Can a positive definite second order elliptic operator over an unbounded domain give rise to a compact semigroup? Let $A$ denote some positive definite second order elliptic operator which is defined over $L^2(\Omega)$ with domain $D(A) = H^{2m}(\Omega) \cap H^{m}_{0}(\Omega)$. Here $\Omega$ is a bounded domain in $R^m$. Assume that the coefficient functions of $A$ are nice enough, then it can be shown that the semigroup generated by $A$ is compact.
Now what if $\Omega$ is $[0, \infty)$? Is it possible that $A$ can still generate compact semigroup, if replacing the function spaces in the bounded case by some weighted function spaces? If so, are there any references please?

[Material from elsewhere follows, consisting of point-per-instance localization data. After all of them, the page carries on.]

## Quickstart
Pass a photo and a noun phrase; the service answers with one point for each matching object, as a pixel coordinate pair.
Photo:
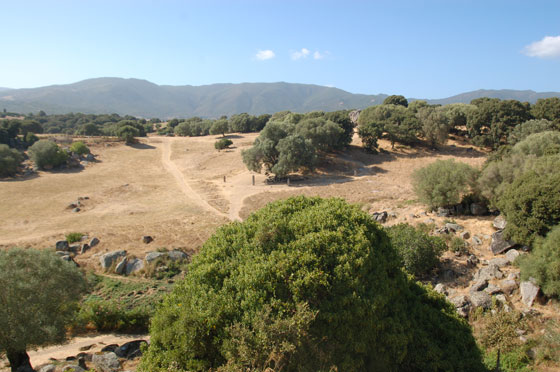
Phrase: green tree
(531, 206)
(435, 126)
(543, 263)
(10, 159)
(47, 154)
(127, 134)
(444, 182)
(220, 126)
(396, 100)
(419, 252)
(37, 294)
(305, 284)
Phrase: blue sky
(423, 49)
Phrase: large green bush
(45, 154)
(305, 284)
(531, 205)
(444, 182)
(418, 251)
(10, 159)
(543, 263)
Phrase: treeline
(485, 121)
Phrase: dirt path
(171, 167)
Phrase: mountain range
(145, 99)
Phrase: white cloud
(303, 53)
(263, 55)
(318, 55)
(548, 47)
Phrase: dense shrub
(79, 148)
(524, 130)
(543, 263)
(531, 205)
(10, 159)
(419, 252)
(305, 285)
(442, 183)
(224, 143)
(539, 144)
(45, 154)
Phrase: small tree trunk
(19, 361)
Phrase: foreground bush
(543, 263)
(531, 205)
(305, 284)
(45, 154)
(419, 251)
(444, 182)
(10, 159)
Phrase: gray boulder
(152, 256)
(499, 223)
(478, 209)
(481, 299)
(134, 265)
(108, 259)
(453, 227)
(499, 244)
(62, 245)
(106, 362)
(489, 272)
(93, 242)
(529, 292)
(511, 255)
(176, 255)
(121, 266)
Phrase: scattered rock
(479, 285)
(499, 261)
(440, 288)
(472, 260)
(529, 292)
(453, 227)
(121, 266)
(492, 289)
(489, 272)
(152, 256)
(478, 209)
(481, 299)
(93, 242)
(499, 244)
(511, 255)
(62, 245)
(108, 259)
(106, 362)
(380, 216)
(499, 223)
(508, 286)
(133, 266)
(47, 368)
(130, 350)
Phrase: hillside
(145, 99)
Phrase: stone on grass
(108, 259)
(106, 362)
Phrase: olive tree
(37, 294)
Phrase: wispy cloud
(303, 53)
(548, 47)
(263, 55)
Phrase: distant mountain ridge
(145, 99)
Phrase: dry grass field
(173, 189)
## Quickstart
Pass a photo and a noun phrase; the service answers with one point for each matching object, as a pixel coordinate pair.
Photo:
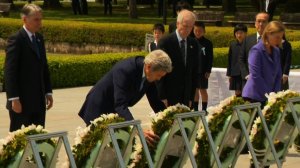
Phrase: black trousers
(26, 119)
(107, 7)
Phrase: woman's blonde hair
(272, 27)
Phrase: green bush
(115, 33)
(72, 71)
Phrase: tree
(229, 5)
(8, 1)
(132, 9)
(51, 4)
(292, 6)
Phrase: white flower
(39, 128)
(152, 114)
(77, 140)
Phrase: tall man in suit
(179, 86)
(268, 6)
(125, 84)
(261, 20)
(26, 73)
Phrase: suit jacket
(26, 72)
(207, 55)
(247, 44)
(265, 73)
(286, 57)
(122, 87)
(179, 85)
(233, 68)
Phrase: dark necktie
(35, 44)
(258, 38)
(182, 49)
(143, 84)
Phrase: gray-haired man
(27, 80)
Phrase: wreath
(216, 120)
(161, 123)
(87, 138)
(12, 147)
(272, 111)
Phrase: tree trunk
(51, 4)
(132, 9)
(256, 4)
(229, 5)
(8, 1)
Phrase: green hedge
(72, 71)
(114, 33)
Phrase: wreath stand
(283, 131)
(246, 130)
(34, 148)
(118, 154)
(179, 140)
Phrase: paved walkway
(63, 117)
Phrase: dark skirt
(236, 83)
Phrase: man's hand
(151, 138)
(230, 79)
(16, 106)
(207, 74)
(284, 79)
(190, 104)
(165, 101)
(49, 101)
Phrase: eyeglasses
(261, 21)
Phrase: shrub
(115, 33)
(72, 71)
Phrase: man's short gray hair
(159, 61)
(30, 9)
(187, 15)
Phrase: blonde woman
(264, 65)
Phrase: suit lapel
(176, 47)
(30, 44)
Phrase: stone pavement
(63, 117)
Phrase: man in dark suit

 A: Let $\Omega\subset \mathbb R^n$ be any domain, bounded or unbounded. If $(e^{-tA})$ is ultracontractive, i.e., $e^{-tA}$ maps $L^2(\Omega)$ into $L^\infty(\Omega)$ for $t>0$ and $V\in L^1_{\mathrm{loc}}(\Omega)$ is nonnegative and $\{x\in \Omega|V(x)\leq M\}$ has finite measure for every $M>0$, then $(e^{-t(A+V)})$ is compact in $L^2(\Omega)$. This is Theorem 1 in Simon. Schrödinger Operators with Purely Discrete Spectrum.

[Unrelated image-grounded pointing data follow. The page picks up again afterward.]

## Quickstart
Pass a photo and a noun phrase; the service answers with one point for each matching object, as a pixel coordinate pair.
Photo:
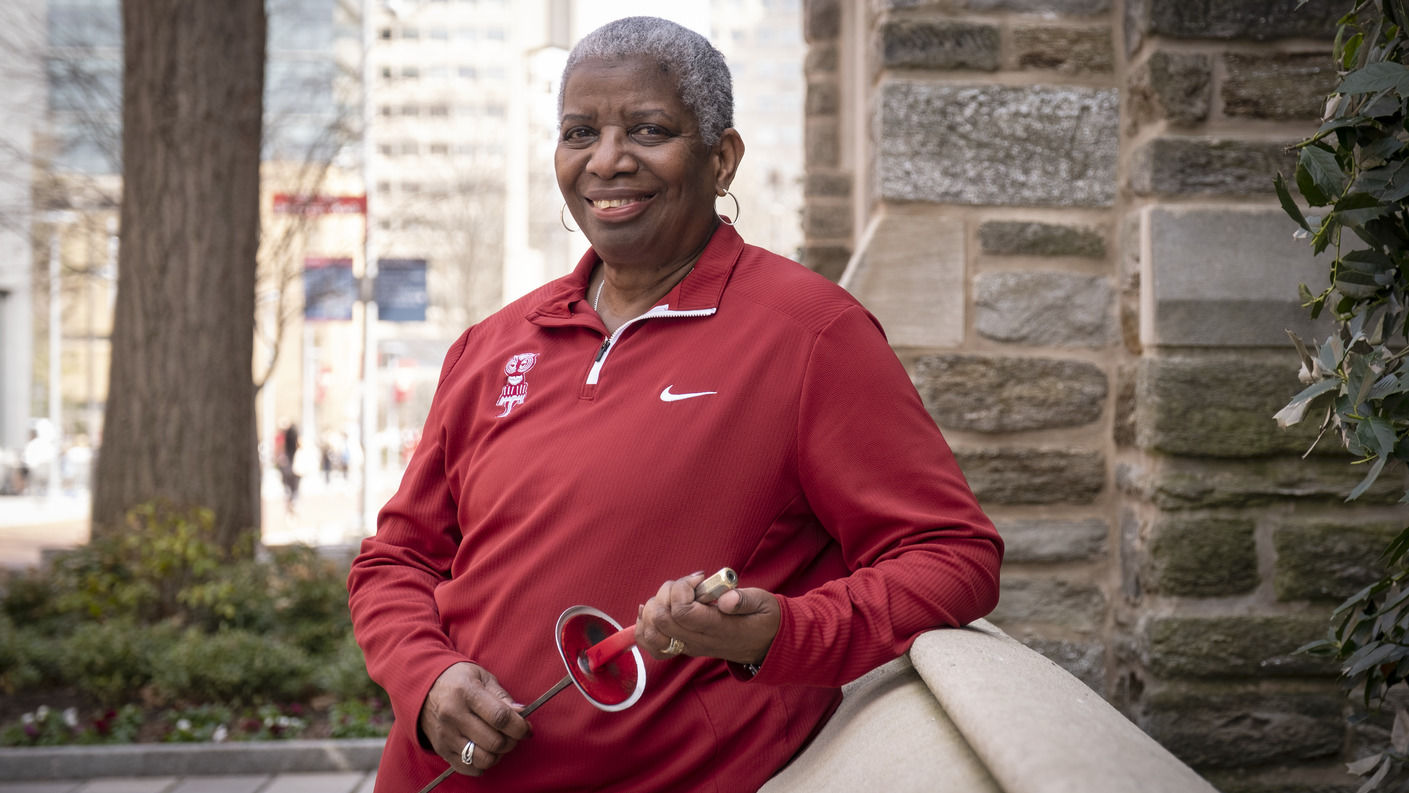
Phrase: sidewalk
(238, 766)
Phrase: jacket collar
(565, 299)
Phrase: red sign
(285, 203)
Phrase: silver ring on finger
(468, 754)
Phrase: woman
(679, 402)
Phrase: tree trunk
(181, 407)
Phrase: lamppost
(58, 219)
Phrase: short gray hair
(703, 79)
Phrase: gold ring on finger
(468, 754)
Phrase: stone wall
(1061, 211)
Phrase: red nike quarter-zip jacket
(755, 419)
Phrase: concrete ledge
(972, 710)
(190, 759)
(888, 734)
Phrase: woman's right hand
(467, 703)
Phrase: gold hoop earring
(726, 219)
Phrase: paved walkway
(350, 782)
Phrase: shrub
(110, 661)
(343, 673)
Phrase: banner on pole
(400, 290)
(289, 203)
(329, 289)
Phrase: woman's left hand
(739, 627)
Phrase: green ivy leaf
(1288, 204)
(1358, 209)
(1323, 171)
(1370, 479)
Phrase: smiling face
(631, 166)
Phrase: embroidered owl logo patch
(516, 389)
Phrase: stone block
(1050, 602)
(827, 259)
(1033, 238)
(1127, 272)
(1053, 540)
(1329, 561)
(1218, 404)
(823, 97)
(1132, 555)
(1225, 276)
(1034, 475)
(1070, 7)
(1233, 726)
(822, 59)
(820, 20)
(1175, 86)
(1085, 661)
(939, 44)
(1257, 20)
(827, 185)
(1208, 166)
(1278, 85)
(1180, 483)
(1323, 776)
(1201, 557)
(1068, 51)
(1123, 430)
(826, 219)
(1008, 395)
(1234, 647)
(996, 145)
(1044, 309)
(906, 278)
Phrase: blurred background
(450, 195)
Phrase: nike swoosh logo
(668, 396)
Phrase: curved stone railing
(972, 710)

For example, the Dirichlet Laplacian on any domain generates an ultracontractive semigroup. On $\mathbb R^n$, this can be seen from the explicit formula for $(e^{t\Delta})$, and for general domains this follows from a comparison principle. Also, if $A$ satisfies the Gagliardo-Nirenberg-Sobolev inequality
$$
\|u\|_{p^\ast}\leq C\langle Au,u\rangle^{1/2}
$$
for some $p^\ast>2$, then $(e^{-tA})$ is ultracontractive. In particular, if $A$ is an elliptic operator in divergence form
$$
Au=\sum_{j,k}\partial_j(a_{jk}\partial_ku)
$$
with coefficients $a_{j,k}\in L^1_{\mathrm{loc}}(\Omega)$ with $a_{jk}=a_{kj}$ and $\sum_{j,k}a_{jk}\xi_j\xi_k\geq \lambda\sum_{j}\xi_j^2$ for some $\lambda>0$, then $(e^{-tA})$ is ultracontractive.

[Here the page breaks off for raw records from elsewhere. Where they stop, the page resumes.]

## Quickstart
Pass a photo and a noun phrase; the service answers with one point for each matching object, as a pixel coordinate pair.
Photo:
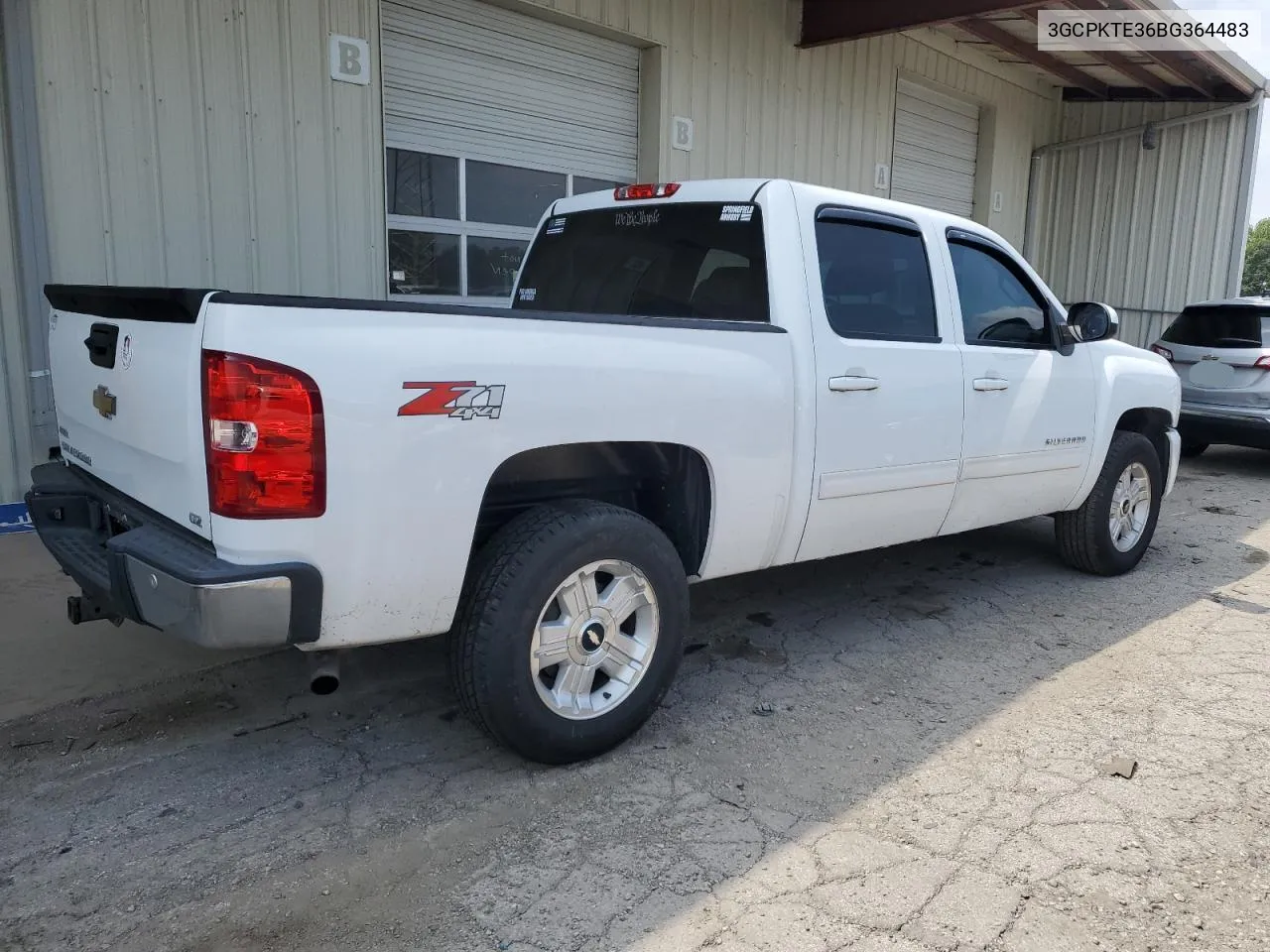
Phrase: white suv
(1220, 350)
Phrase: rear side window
(1000, 307)
(875, 280)
(1216, 327)
(698, 261)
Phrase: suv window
(998, 304)
(702, 261)
(876, 281)
(1216, 327)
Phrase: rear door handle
(847, 385)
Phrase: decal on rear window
(462, 400)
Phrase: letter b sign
(349, 60)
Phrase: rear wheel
(572, 630)
(1111, 531)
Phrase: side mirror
(1092, 321)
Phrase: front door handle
(847, 385)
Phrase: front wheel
(572, 630)
(1110, 532)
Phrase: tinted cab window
(875, 281)
(701, 261)
(998, 304)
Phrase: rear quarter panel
(404, 492)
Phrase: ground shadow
(232, 810)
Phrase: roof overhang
(1006, 31)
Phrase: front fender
(1128, 379)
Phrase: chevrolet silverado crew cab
(690, 381)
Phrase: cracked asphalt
(901, 751)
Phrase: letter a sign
(349, 60)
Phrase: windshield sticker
(639, 218)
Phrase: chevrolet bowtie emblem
(104, 402)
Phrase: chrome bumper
(1175, 457)
(248, 613)
(134, 563)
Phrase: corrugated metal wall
(1143, 230)
(763, 107)
(202, 143)
(16, 454)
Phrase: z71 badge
(465, 400)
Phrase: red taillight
(629, 193)
(266, 439)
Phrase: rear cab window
(1220, 327)
(698, 261)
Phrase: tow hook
(324, 673)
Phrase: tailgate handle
(100, 343)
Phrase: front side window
(458, 227)
(876, 281)
(701, 261)
(998, 308)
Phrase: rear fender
(1127, 379)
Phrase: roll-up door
(937, 150)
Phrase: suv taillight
(266, 439)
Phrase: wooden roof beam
(1017, 46)
(837, 21)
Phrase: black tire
(512, 579)
(1084, 535)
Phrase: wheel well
(666, 483)
(1152, 422)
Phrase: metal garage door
(937, 149)
(489, 116)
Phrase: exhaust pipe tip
(324, 676)
(324, 684)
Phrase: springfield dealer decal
(14, 518)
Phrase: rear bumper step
(135, 563)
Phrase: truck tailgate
(126, 371)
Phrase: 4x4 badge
(104, 402)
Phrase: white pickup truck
(693, 381)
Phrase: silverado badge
(104, 402)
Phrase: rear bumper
(1201, 424)
(134, 563)
(1175, 457)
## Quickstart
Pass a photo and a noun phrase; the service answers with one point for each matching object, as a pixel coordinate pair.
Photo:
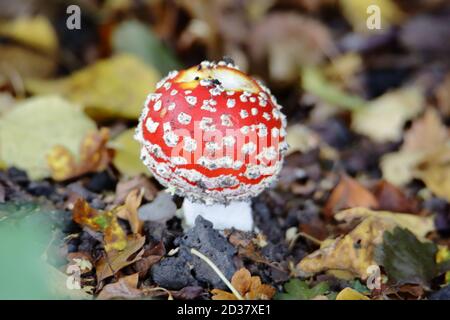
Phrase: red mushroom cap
(213, 134)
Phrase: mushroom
(217, 137)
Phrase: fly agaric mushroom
(216, 136)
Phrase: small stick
(219, 273)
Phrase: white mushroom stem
(237, 214)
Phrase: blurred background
(366, 93)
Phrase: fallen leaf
(353, 252)
(161, 209)
(434, 171)
(114, 87)
(127, 151)
(391, 198)
(124, 288)
(407, 260)
(94, 157)
(383, 119)
(315, 82)
(356, 12)
(302, 139)
(295, 289)
(106, 222)
(129, 211)
(136, 38)
(35, 31)
(350, 294)
(124, 187)
(115, 260)
(349, 193)
(286, 41)
(250, 287)
(418, 225)
(30, 131)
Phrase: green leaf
(405, 259)
(299, 290)
(136, 38)
(126, 158)
(32, 128)
(315, 82)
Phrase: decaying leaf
(315, 82)
(115, 87)
(407, 260)
(353, 252)
(289, 41)
(383, 119)
(30, 131)
(126, 158)
(350, 294)
(105, 222)
(356, 12)
(296, 289)
(418, 225)
(302, 139)
(116, 260)
(250, 287)
(129, 211)
(94, 156)
(349, 193)
(426, 137)
(434, 171)
(124, 288)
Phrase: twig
(306, 236)
(219, 273)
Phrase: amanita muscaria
(217, 137)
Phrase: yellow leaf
(383, 118)
(114, 87)
(355, 11)
(418, 225)
(106, 222)
(32, 128)
(129, 211)
(127, 151)
(36, 32)
(350, 294)
(94, 156)
(353, 252)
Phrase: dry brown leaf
(391, 198)
(250, 287)
(115, 260)
(129, 211)
(106, 222)
(353, 252)
(434, 171)
(125, 287)
(349, 193)
(418, 225)
(140, 182)
(94, 156)
(427, 135)
(350, 294)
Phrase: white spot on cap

A note on the domains: The domain of such operators is best described by the form method. In the case of the Laplacian the quadratic form associated with $-\Delta+V$ is given by
\begin{align*}
D(q_{-\Delta+V})&=\left\{u\in H^1_0(\Omega):\int_\Omega V|u|^2\,dx<\infty\right\}\\
q_{-\Delta+V}(u,v)&=\int _\Omega(\nabla u\cdot\nabla v+Vuv)\,dx,\;u,v\in D(q_{-\Delta+V}).
\end{align*}
Then
$$
D(-\Delta+V)=\{u\in D(q_{-\Delta+V}):\exists v\in L^2(\Omega)\,\forall w\in D(q_{-\Delta+V})\colon q_{-\Delta+V}(u,w)=\langle v,w\rangle_2\}.
$$
In the case of general elliptic operators in divergence form as described above, one has to replace $H^1_0(\Omega)$ by the form domain of $A$ (with Dirichlet boundary conditions), everything else stays the same. I won't go into details here, suffice it to say that if the coefficient matrix is uniformly bounded, then the form domain of $A$ is simply $H^1_0(\Omega)$.